The best approach to testing really depends on how confident you are in the systems underlying your hardware and software. I’ve seen very successful programs where the instructions, labels, and quick reference cards have been refined to effectively increase the level of task success. On the other hand, I’ve seen teams struggle, trying to use instructions as a Band-Aid for poor product design — where even the best instructions would not fix basic usability problems.
- Human factors professionals are using a variety of methods to test their IFUs, and there’s no one size fits all solution. There seems to be a general consensus that some testing focused on the IFU is good.

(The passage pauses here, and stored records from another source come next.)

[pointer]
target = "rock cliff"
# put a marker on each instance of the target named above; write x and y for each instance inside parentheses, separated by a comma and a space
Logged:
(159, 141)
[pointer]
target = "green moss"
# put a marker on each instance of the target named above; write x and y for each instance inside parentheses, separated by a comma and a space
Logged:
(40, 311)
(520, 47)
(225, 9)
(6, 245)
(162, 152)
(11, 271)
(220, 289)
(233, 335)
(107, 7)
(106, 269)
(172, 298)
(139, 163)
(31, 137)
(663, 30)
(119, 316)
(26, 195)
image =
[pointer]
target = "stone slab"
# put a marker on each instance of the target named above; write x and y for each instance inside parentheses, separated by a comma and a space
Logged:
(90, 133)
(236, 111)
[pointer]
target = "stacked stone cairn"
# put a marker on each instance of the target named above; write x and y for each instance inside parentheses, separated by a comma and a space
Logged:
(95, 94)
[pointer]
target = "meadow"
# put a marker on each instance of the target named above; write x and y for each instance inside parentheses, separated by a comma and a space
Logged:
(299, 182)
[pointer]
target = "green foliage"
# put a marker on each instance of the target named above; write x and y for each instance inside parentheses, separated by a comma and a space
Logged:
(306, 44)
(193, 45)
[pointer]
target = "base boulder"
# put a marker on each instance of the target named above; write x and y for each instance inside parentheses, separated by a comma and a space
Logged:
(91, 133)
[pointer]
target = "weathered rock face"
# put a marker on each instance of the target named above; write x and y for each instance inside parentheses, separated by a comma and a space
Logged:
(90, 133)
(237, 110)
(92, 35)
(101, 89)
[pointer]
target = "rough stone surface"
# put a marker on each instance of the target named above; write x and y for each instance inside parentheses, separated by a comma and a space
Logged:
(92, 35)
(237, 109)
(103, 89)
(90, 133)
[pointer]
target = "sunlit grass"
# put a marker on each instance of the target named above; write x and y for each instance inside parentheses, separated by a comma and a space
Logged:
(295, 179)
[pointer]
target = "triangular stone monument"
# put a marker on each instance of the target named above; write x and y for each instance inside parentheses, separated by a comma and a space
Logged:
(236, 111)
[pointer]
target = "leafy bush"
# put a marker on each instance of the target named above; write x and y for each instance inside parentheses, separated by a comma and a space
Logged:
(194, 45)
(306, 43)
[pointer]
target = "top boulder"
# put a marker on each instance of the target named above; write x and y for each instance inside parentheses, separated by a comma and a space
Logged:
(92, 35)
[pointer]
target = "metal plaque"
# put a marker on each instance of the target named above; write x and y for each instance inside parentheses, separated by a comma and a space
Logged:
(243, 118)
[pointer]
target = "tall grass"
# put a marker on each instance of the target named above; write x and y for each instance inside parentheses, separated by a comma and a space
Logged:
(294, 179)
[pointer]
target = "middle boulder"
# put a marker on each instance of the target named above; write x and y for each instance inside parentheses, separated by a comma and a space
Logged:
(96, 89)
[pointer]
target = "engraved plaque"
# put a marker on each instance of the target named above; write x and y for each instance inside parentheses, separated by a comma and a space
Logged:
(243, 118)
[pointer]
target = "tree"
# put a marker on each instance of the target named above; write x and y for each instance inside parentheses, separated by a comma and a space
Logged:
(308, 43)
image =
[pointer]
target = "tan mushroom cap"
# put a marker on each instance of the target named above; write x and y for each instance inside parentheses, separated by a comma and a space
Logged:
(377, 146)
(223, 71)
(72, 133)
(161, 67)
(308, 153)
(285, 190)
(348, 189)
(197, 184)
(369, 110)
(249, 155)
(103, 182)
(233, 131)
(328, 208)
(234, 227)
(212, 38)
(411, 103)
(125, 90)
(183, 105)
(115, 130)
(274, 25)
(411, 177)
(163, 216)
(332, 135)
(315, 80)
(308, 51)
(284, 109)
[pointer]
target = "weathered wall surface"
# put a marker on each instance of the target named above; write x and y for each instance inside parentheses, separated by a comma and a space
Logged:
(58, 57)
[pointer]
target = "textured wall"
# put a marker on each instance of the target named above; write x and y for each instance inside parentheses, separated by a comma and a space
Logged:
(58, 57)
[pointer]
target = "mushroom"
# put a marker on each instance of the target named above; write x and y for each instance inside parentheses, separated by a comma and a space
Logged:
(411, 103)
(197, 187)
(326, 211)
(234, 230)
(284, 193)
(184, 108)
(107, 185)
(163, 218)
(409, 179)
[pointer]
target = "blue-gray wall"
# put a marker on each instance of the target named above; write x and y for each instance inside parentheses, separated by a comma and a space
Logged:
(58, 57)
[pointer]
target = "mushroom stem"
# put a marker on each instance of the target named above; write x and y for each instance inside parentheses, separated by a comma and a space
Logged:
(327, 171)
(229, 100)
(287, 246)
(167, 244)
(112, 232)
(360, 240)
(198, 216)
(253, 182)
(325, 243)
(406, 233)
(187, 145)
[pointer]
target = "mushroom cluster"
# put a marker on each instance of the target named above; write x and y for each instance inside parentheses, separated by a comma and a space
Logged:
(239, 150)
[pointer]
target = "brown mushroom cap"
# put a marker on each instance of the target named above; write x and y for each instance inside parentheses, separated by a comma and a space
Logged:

- In general, the best practice is to test the IFU explicitly in a separate formative study early on. Use the feedback from this study to modify the IFU prior to subsequent formative studies or the summative study.
International Usability Standards – Updates
Ed Israelski, director of human factors at AbbVie, gave his annual update on standards and on the new version of IEC 62366, the international standard concerning the application of usability engineering to medical devices. The committee has now broken the standard into two parts — Part 1, a normative standard and Part 2, an informative tutorial. Part 1 was revised and published in February, and Part 2 is undergoing review now.
One notable amendment deals with legacy devices. It applies to any device on the market before the original version of IEC 62366:2007 existed that is now being changed in some way. This amendment (Annex K) talks about how to bring these types of products into compliance — if you’re changing some part but not all, and how you apply usability engineering. In the standard, such a products is said to have a “user interface of unknown provenance.” Annex K provides the process for dealing with such rogue products including documenting the intended use, identifying tasks that could lead to harm, reviewing existing post-market date to discover relevant complaints, performing a risk analysis such as a use FMEA, exploring opportunities to control risks, and evaluating residual risks.
- If your company is making changes to an existing product, review the process associated with such legacy devices in IEC 62366:2015 (Annex K).
- Check out the new version of IEC 62366 for other changes that may be relevant to your products and processes.
The Good News
Human factors professionals continue to formulate their views about areas that are open to interpretation. The good news is, as long as you provide sound rationale for the study design decisions, your chances of success will be high. Keep in mind that the speakers from the FDA continued to emphasize their openness to reviewing study protocols in advance — especially for summative studies.